Jakarta (Lampost.co) – Komisi II DPR RI mendorong kodifikasi UU Pemilu untuk menyatukan aturan Pilpres hingga Pilkada. Kodifikasi itu ada peluang jika pimpinan DPR dan pimpinan fraksi memutuskan untuk menyatukan momentum perubahan UU Pemilu dengan UU Pilkada.
Hal tersebut tersampaikan oleh Ketua Komisi II DPR RI, Rifqinizamy Karsayuda. Ia mengatakan Kodifikasi ini bertujuan menyatukan beberapa undang-undang yang selama ini terpisah menjadi satu payung hukum yang utuh.
“Kodifikasi agar kita bisa menata kepemiluan dan demokrasi menjadi lebih komprehensif,” kata Rifqinizamy di Kompleks Parlemen, Jakarta, Selasa, 13 Januari 2026.
Kemudian Rifqinizamy menegaskan pihaknya saat ini tidak memiliki kewenangan untuk membahas perubahan mekanisme pemilihan kepala daerah (Pilkada). Termasuk wacana Pilkada melalui DPRD.
Hal ini karena revisi Undang-Undang Nomor. 10 Tahun 2016 tentang Pilkada belum masuk dalam Program Legislasi Nasional (Prolegnas) Prioritas 2026.
Selanjutnya Rifqinizamy menjelaskan, mandat yang terterima Komisi II dalam Prolegnas 2026 sejauh ini hanya terbatas pada revisi UU Nomor. 7 Tahun 2017 tentang Pemilu, yang mengatur rezim Pilpres dan Pileg.

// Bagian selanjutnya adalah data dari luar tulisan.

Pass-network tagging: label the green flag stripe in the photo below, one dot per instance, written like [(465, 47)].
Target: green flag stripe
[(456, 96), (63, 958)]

“Terkait wacana Pilkada oleh DPRD. Kami melihat itu sebagai wacana yang sehat dan kami menerima pro-kontranya. Namun, dari sisi penugasan Prolegnas, Komisi II tidak memiliki kewenangan melakukan pembahasan terhadap UU Pilkada tersebut,” ujarnya.
Melalui Termin
Kemudian mengenai revisi UU Pemilu yang sudah masuk Prolegnas. Rifqinizamy mengungkapkan bahwa pembahasan akan dibagi dalam dua termin utama yang dimulai pada Januari ini.
Sementara termin pertama akan terfokuskan pada penyerapan aspirasi dari seluruh stakeholder kepemiluan dan masyarakat. Hal ini bertujuan untuk mengevaluasi desain pemilu serta memenuhi kewajiban meaningful participation (partisipasi yang bermakna).
“Kami akan menghadirkan masyarakat untuk menyampaikan pandangan terkait plus-minus berbagai sistem pemilu. Dan evaluasi keberadaan pemilu kita selama ini. Ini penting bagi kami untuk mendapatkan insight,” jelas legislator Partai NasDem tersebut.
Sedangkan pada termin kedua, Komisi II DPR RI akan membentuk Panitia Kerja (Panja) Pembentukan UU Pemilu. Melalui Panja tersebut. Nantinya akan terlihat Daftar Inventaris Masalah (DIM) serta posisi masing-masing fraksi mengenai arah desain pemilu Indonesia pada masa depan.